No. Sorry. There is no IT education in Australia that
is worth doing. There just isn't. So I take my money right out of the
country and subscribe to overseas IT sites to learn stuff. I mean, maybe
QANTM College was worth a look once but even they have gone a bit weird.
The dollar is still quite OK. A high dollar is great for people like me
who buy a stackload of subscriptions and software licences. Other people
want a lower dollar. Well they can just suck eggs. They can shove their
lower dollar up their glutimus maximuses [if that is the correct plural].
I will subscribe. I can watch my lecture over and over
and over again to my heart's content. What's the point doing on campus
uni study anyway? The lecturer will always be distracted by research.
You as student are a nuisance afterthought. After all that's why
lecturers get 20 odd weeks a year away from students. It's not to give
students a holiday. Well, I would rather have the full attention in a
video from Dan Ablan, Mark Long or whoever else does a video. On Campus
IT education can just go to hell. What would I learn? I'd probably learn
some C++ and never learn how to do backups. How stupid is that. If I
subscribe I have time for all the experiments that I want; last year I
got an old, useless, data-free computer and DBANed it as an experiment.

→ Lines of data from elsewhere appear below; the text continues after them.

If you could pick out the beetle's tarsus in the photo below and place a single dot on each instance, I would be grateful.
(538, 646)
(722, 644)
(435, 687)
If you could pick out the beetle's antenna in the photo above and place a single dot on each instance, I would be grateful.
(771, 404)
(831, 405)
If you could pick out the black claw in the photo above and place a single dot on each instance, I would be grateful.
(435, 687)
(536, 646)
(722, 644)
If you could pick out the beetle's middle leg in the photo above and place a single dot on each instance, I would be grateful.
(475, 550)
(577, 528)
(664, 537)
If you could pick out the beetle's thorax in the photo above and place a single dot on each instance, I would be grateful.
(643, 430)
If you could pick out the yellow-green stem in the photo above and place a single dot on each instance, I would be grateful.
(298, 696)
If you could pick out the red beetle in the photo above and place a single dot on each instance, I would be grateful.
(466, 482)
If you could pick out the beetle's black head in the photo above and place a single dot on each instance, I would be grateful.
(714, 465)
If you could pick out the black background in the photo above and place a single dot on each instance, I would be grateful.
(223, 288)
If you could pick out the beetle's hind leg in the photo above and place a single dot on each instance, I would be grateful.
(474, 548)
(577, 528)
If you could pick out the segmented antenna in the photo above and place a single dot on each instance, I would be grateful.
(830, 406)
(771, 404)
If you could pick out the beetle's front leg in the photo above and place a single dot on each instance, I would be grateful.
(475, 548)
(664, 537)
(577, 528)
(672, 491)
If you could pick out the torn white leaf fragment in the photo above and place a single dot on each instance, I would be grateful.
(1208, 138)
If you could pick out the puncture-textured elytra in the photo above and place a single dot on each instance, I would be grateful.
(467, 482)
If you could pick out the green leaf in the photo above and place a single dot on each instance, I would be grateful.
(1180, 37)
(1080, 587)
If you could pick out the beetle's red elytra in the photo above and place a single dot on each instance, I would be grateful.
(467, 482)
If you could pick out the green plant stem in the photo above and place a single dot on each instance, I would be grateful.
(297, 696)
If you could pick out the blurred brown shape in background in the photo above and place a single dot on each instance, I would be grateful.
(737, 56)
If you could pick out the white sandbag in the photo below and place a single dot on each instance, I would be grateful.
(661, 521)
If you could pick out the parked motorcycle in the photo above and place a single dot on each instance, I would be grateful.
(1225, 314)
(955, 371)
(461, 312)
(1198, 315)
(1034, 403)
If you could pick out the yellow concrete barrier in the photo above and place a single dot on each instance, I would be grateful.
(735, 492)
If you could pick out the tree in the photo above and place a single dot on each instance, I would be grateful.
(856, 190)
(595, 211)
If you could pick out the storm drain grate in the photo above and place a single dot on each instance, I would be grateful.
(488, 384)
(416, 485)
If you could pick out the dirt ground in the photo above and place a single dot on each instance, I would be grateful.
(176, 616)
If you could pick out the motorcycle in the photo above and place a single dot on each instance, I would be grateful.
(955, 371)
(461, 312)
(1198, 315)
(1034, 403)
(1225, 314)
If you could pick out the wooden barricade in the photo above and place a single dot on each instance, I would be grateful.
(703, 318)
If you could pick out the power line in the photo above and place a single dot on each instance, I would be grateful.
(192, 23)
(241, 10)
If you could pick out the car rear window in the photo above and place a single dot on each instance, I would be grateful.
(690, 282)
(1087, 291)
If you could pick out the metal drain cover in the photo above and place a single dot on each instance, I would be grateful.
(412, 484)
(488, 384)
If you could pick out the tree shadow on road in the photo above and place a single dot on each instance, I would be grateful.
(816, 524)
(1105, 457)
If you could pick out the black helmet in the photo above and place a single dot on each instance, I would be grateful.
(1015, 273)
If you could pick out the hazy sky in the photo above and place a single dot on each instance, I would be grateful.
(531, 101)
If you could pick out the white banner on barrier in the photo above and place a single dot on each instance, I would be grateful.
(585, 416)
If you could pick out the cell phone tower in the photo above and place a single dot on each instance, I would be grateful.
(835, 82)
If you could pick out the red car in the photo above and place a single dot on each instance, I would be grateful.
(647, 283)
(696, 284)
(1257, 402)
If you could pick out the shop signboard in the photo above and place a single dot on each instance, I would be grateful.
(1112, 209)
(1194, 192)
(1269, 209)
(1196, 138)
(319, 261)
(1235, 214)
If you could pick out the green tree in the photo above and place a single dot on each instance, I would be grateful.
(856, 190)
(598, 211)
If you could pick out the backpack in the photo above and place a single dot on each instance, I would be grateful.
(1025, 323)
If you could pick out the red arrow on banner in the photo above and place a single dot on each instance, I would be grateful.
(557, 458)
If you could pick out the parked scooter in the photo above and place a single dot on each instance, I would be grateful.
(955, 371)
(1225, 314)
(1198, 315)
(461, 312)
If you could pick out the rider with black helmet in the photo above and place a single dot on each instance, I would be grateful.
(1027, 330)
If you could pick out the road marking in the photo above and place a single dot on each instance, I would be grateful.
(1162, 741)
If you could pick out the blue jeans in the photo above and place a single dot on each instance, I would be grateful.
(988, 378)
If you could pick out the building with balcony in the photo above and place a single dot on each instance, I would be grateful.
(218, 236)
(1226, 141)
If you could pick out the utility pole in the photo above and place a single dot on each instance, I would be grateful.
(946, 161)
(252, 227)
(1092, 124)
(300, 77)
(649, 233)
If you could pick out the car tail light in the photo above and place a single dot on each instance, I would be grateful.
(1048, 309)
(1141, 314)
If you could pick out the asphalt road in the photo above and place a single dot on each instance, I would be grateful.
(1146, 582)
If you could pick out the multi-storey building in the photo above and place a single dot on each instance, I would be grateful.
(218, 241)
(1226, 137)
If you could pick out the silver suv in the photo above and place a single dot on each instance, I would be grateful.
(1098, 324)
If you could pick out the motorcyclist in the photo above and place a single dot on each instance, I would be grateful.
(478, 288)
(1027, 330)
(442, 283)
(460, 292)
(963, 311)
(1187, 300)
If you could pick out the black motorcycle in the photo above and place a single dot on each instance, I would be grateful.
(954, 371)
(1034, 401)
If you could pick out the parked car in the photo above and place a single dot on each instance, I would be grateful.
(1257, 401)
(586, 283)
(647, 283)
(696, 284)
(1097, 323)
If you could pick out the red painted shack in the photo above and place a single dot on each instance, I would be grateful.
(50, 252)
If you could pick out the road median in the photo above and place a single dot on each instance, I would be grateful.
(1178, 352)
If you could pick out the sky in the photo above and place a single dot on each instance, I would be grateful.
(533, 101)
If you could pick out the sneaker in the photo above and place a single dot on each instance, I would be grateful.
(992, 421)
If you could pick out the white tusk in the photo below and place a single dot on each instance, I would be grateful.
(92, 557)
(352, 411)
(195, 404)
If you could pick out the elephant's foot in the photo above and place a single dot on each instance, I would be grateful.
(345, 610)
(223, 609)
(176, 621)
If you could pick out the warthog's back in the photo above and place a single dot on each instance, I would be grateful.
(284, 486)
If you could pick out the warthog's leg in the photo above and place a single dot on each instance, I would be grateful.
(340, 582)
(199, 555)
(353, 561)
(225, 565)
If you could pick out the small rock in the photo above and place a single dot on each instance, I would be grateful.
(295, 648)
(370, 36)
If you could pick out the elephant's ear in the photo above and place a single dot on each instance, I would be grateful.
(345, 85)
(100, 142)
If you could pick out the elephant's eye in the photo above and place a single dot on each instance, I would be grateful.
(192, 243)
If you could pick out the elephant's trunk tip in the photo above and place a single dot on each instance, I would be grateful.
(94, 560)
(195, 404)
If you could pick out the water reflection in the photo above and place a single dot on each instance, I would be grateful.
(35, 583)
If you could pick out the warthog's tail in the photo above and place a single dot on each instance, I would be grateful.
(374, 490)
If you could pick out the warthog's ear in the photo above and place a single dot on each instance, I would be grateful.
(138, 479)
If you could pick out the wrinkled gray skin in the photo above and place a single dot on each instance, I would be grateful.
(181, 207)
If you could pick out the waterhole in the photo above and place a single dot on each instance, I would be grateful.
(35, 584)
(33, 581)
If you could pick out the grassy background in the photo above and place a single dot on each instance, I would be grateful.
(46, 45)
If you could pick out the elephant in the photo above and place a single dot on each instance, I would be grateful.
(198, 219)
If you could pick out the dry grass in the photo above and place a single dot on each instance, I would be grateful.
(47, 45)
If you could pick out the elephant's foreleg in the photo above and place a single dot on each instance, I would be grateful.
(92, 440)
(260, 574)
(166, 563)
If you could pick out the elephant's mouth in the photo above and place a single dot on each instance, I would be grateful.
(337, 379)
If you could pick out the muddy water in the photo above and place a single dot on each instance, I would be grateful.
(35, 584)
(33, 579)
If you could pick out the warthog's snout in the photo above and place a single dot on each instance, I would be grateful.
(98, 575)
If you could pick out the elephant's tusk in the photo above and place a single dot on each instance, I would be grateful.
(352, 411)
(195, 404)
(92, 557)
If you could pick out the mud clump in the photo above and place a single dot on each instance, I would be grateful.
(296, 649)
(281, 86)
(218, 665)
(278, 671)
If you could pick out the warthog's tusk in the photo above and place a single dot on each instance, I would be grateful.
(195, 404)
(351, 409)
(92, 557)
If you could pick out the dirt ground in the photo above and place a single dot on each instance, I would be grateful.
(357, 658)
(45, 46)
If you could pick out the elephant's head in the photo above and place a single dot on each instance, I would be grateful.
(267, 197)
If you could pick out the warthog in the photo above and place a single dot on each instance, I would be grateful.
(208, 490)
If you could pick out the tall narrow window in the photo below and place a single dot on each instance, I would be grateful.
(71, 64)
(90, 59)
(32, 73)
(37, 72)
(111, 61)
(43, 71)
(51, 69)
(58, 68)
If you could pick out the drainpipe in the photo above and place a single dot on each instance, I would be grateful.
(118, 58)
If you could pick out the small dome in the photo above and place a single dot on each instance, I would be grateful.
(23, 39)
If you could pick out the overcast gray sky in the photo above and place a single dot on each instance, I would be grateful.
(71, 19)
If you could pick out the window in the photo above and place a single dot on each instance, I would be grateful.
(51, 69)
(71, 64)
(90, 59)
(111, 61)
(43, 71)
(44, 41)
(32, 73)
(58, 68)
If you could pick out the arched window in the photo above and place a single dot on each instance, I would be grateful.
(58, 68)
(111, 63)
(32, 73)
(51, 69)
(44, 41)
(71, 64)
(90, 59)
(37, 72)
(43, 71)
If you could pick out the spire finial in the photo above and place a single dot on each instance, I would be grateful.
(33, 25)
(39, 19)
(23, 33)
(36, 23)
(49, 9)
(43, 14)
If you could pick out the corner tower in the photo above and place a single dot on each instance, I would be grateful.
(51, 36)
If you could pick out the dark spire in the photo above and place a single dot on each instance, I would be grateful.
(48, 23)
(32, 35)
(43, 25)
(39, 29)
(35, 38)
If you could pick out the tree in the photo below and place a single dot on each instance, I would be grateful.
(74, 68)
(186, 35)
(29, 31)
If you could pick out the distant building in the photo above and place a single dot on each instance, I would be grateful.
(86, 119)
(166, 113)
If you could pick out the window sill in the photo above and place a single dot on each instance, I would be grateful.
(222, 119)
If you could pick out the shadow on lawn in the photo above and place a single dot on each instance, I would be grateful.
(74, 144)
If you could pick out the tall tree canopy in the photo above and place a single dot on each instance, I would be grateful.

Oh and there is one more thing. The Australian IT culture
doesn't give a damn about you unless you are the corporate market. Get
dem corporate people. Charge megabucks for 5 days in a skyscraper and
call the sessions "super dooper security pentesting" or some rubbish.
That's how you make the dosh. Bring in the rupees. Ignore those people
who are beginners at computers. Or the people who want to know somple
things like how to do a back up. Those beginners. They are scum. No
money to be made from 'em. You must go for the corporate market. Just
like your business money man adviser from the U S of A told you to.
Goodbye Australian IT education. Good riddance. I will
subscribe to the global IT subscriber site market instead. If that makes
Joe Hockey or anyone else narked off because my money goes offshore then
that's just his bad luck and he can suck suck suck on it.